İyileşmenin hızını beklentiler belirleyecek

TSKB Ekonomik Araştırmalar Ekonomisti Şakir Turan: Aralıkta enflasyon piyasa beklentilerinin altında gelirken momentum göstergelerindeki iyileşme sürdü. Gelecek aylarda baz etkisine bağlı olarak enflasyonda düşüş sürebilecekken birikmiş maliyetler ve beklentiler iyileşmenin hızını belirleyecek. Aralıkta gıda enflasyonu öncü verilerin işaret ettiğinden daha yavaş artsa da genel enflasyona en yüksek katkıyı yaptı. Gıda aylık enflasyonu yüzde 1,9 ile İTO ve Türk İş verilerinin altında geldi.
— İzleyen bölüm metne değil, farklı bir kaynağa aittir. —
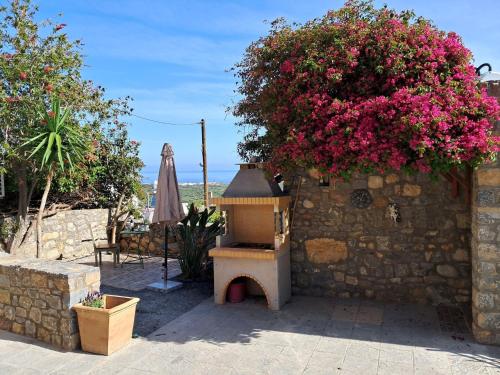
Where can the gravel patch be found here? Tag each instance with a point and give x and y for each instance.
(157, 309)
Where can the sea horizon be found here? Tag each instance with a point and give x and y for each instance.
(194, 177)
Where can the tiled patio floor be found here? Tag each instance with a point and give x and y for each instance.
(309, 336)
(132, 276)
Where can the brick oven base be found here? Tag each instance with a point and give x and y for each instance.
(269, 269)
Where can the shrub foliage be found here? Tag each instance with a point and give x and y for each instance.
(363, 89)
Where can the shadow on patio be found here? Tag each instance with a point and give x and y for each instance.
(321, 333)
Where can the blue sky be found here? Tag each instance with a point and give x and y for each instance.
(171, 57)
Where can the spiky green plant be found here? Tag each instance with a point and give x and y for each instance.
(59, 141)
(195, 234)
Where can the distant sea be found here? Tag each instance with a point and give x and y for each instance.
(193, 177)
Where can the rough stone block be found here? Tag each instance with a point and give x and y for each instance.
(410, 190)
(446, 270)
(54, 302)
(17, 328)
(39, 280)
(326, 250)
(391, 178)
(4, 281)
(49, 322)
(488, 177)
(4, 297)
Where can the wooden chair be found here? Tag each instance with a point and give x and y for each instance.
(102, 244)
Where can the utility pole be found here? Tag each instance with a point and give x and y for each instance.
(204, 156)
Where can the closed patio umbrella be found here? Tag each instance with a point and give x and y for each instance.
(168, 207)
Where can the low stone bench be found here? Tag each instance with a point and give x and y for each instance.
(36, 297)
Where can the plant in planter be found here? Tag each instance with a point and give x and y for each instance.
(105, 322)
(195, 233)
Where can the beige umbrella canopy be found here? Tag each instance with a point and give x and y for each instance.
(168, 207)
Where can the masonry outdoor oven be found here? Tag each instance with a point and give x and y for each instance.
(255, 244)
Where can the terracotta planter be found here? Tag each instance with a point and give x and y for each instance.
(237, 291)
(104, 331)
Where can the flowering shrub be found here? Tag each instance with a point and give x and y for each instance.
(363, 89)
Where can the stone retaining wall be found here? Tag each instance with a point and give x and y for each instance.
(486, 247)
(340, 250)
(67, 233)
(153, 242)
(36, 297)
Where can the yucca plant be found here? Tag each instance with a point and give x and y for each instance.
(59, 144)
(195, 234)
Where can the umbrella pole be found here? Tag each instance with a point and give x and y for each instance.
(165, 277)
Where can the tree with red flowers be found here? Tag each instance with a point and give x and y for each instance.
(38, 63)
(363, 89)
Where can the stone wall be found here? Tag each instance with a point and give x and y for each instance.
(67, 233)
(340, 250)
(36, 297)
(153, 242)
(486, 247)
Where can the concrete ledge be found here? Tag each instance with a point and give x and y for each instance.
(36, 297)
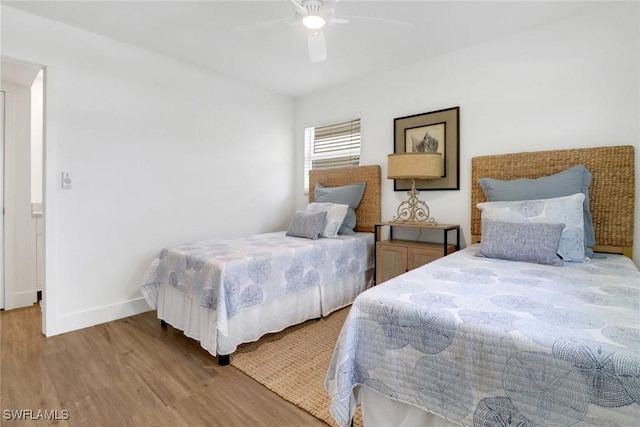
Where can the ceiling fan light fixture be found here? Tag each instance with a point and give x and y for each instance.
(313, 22)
Ana harcama grupları itibariyle kasım ayının bir benzeri tablo aralık ayında da gözlenirken baz etkisiyle yıllık enflasyonda düşüş sert oldu. Bu sonuçta uluslararası enerji fiyatlarının ilave katkısı olurken gıdada fiyat artışları önceki aylara ve öncü açıklanan verilere göre sınırlı kaldı. Döviz kurlarının sakin olduğu bu dönemde bazı mal fiyatlarında ve hizmet kalemlerinde artışların güçlü kalması talep koşulları ve fiyatlama davranışları açısından önem taşıyor. Bu görünüm altında önümüzdeki dönemde enflasyonda iyileşmenin boyutunu yeni yılın başındaki fiyat ayarlamaları ve beklentilerin belirleyeceğini düşünüyoruz.

Seçim öncesi kamu harcaması etkileyebilir

Tera Yatırım Baş Ekonomisti Enver Erkan: Enflasyon, bir önceki yılın olağanüstü yüksek gerçekleşmesinden kaynaklanan baz etkisiyle nispeten hızlı bir şekilde yavaşladı. Enflasyondaki yavaşlamanın çoğu, 2021’in son ayında büyük oranda liradaki değer kaybı ve artan ithalat maliyetlerinden kaynaklı olağanüstü gerçekleşmenin düzeltmesinden kaynaklanıyor. Benzer baz kaynaklı etkilerin birkaç ay daha devam ederek, seçime kadar olan süreçte enflasyonun yüzde 40’lara doğru düşürmesini bekleriz. Buna rağmen yine de dönemsel fiyat artışlarını besleyebilecek bir kamu harcaması artışından seçim öncesi bahsetmemiz gerekiyor. Bu dirençli görünüme zemin oluşturacak faktörleri ekonomide harcama, borçlanma teşviki oluşturacak geniş politikalar ile bu enjeksiyonun bütçe yükü oluşturacaktır. Kamu harcamaları ve ekonomideki talep etkisi erken emeklilik, yüzde 55’lik asgari ücret artışı, işletmelere artan maliyetler için KGF desteği, konut başta olmak üzere ucuz kredi paketleri gibi unsurlardan ileri geliyor olacaktır. Fiyatlarda yapışkanlık oluşturabilecek bu gibi faktörler nedeniyle biz bu şartlarda resmi beklenti olan yüzde 22,3’e düşmesi zor olan bir enflasyon görünümü hesap ediyor, yıl sonunda yüzde 43,3 enflasyon gerçekleşmesi öngörüyoruz. Yılın ikinci yarısında enflasyon üzerindeki baz etkisinin sona ermesinin ardından, enflasyonla mücadelede daha farklı ve normalleştirilmiş para politikalarının gerekli olacağını düşünüyoruz.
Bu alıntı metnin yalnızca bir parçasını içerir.